I think reserving any disk for tlog here would probably be too much of a tax, as it would cut your total amount of usable disk space in half. So I’d suggest just leaving them with process class unset (so that they can become anything), and have one pointed to each ssd. You’ll end up with a warning from fdbcli> status about poor performance due to log and storage sharing a process.

Then fdbcli> configure double and distribute a cluster file with one process from each host as coordinator.

If you ran with a slightly larger host that had 24GB of RAM, you could then do 1xtransaction and 2x storage per host, with one of the transaction and storage processes sharing a disk. Splitting storage out from tlog/proxy/resolver would probably give you a bit better performance, due to not taxing one process quite as hard.

If you need good performance, and care less about the total data volume that you can store, then you’d be better off doing 1 transaction process and one storage process per host. We generally talk about the transaction authority as a 10% tax, so if you started scaling out past 7-8 hosts in this same configuration, I’d take two hosts and convert one of their disks to transaction class.

1 Like

Thanks for the detailed reply Alex!

And for latency test I should use only one instance right?

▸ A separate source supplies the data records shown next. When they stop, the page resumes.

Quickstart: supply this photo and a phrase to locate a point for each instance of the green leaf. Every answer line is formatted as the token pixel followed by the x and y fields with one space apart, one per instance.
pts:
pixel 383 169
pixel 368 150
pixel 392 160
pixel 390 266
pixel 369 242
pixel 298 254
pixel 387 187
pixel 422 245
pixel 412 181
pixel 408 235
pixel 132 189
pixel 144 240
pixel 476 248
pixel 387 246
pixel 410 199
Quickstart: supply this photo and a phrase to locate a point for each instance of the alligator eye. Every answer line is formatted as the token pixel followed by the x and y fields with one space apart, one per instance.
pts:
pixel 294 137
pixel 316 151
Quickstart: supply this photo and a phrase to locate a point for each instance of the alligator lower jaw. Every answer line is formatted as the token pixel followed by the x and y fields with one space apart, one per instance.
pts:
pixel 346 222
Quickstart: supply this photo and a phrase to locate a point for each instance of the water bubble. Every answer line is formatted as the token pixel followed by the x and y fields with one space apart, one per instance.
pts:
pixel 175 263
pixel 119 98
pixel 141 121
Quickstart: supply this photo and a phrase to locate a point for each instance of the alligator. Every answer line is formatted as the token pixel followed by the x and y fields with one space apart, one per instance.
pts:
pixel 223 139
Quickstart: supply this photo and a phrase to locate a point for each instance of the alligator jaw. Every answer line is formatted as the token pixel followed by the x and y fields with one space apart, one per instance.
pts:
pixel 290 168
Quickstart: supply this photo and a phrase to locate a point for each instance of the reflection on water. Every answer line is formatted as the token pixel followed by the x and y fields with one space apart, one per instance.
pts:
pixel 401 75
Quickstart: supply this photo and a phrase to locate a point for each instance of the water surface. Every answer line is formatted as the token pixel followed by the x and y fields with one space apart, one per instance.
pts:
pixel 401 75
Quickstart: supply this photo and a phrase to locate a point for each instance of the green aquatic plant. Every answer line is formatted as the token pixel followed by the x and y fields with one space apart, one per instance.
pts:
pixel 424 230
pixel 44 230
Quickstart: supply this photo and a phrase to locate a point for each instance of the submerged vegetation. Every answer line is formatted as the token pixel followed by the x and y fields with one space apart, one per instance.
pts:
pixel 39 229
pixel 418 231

We have planned to use YCSB for testing. Do you any idea about how to configure this?

I would expect that for benchmarking a three machine cluster, you could probably get away with only having one (other) machine driving the benchmarking load.

Someone did contribute a YCSB backend for FoundationDB. However, YCSB isn’t a great benchmarking tool for transactional databases, and particularly not for FoundationDB. In a transaction, the first operation done pays a cost of fetching and calculating a read version, which is frequently a 1-2ms operation. A transaction can then do any number of reads within 5 seconds, with a point read typically taking ~0.3ms. YCSB does one read or one write per transaction, so it ends up turning into a benchmark of getting read versions instead of reads or writes to the database. See How to scale foundation db reads for a deep analysis of this sort of workload.

So YCSB will give you an idea of how a YCSB-like workload would run on FDB, but not anything that cleanly extrapolates to what your application would do with FDB. If you’d still like to run YCSB, then our friends at PingCAP very generously included FDB in their go port of YCSB also ANN: benchmark FoundationDB with Go YCSB . There are benchmarks that you can find that were meant to be better tests of transactional databases: YCSB+T, TCSB, or TPC-C, but I’m not aware of a FDB backend for any of them.

We’ve previously encouraged folk to use the same workload generating tools that we use for performance tests internally. You can find some examples of doing so in Why doesn't my cluster performance scale when I double the number of machines? and searching for “multitest” gives other threads as well.

1 Like

Thanks a ton Alex. I will go through all these and get backup to you.

Alex. also when does rate keeper slows down the process? i understand that it does after heavy load. but is there any specific metric? after which the ratekeeper slows down everything?

Heavy load is the usual cause, which can be determined from queue sizes among other things. Another possibility which could be what you’re hitting is running out of space on a disk (or in memory for the memory storage engine). Running status in fdbcli should tell you what the workload is limited by, and if you want help interpreting it you could paste your status output here.

1 Like

I don’t have the output now, but when i do bench-marking with YCSB, the bench-marking starts with (for example 800 ops/sec ) in the beginning and slows down when the disk usage crosses 70% (i hope). I was pondering what would be the reason

We have often seen that disk iops themselves slow down as disk fills up. That could be one of the things to check. I don’t see what within fdb could slow down the tps, on disk reaching ~70% fill.